Tu l'épouseras si elle te reçoit mal?

Il se cache [dans la charmille].

VALENTIN.

Laissez-moi faire, et ne bougez pas. Je suis ravi de vous avoir pour spectateur, et l'ennemi détourne l'allée. Puisque vous m'avez appelé fou, je veux vous montrer qu'en fait d'extravagances, les plus fortes sont les meilleures.

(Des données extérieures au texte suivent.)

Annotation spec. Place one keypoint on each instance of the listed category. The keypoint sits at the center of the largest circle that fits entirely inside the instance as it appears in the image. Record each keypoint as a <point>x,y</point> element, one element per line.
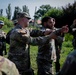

Vous allez voir, avec un peu d'adresse, ce que rapportent les blessures honorables reçues pour plaire à la beauté. [Considérez cette démarche pensive, et faites-moi la grâce de me dire si ce bras estropié ne me sied pas. Eh! que voulez-vous! c'est qu'on est pâle; il n'y a au monde que cela.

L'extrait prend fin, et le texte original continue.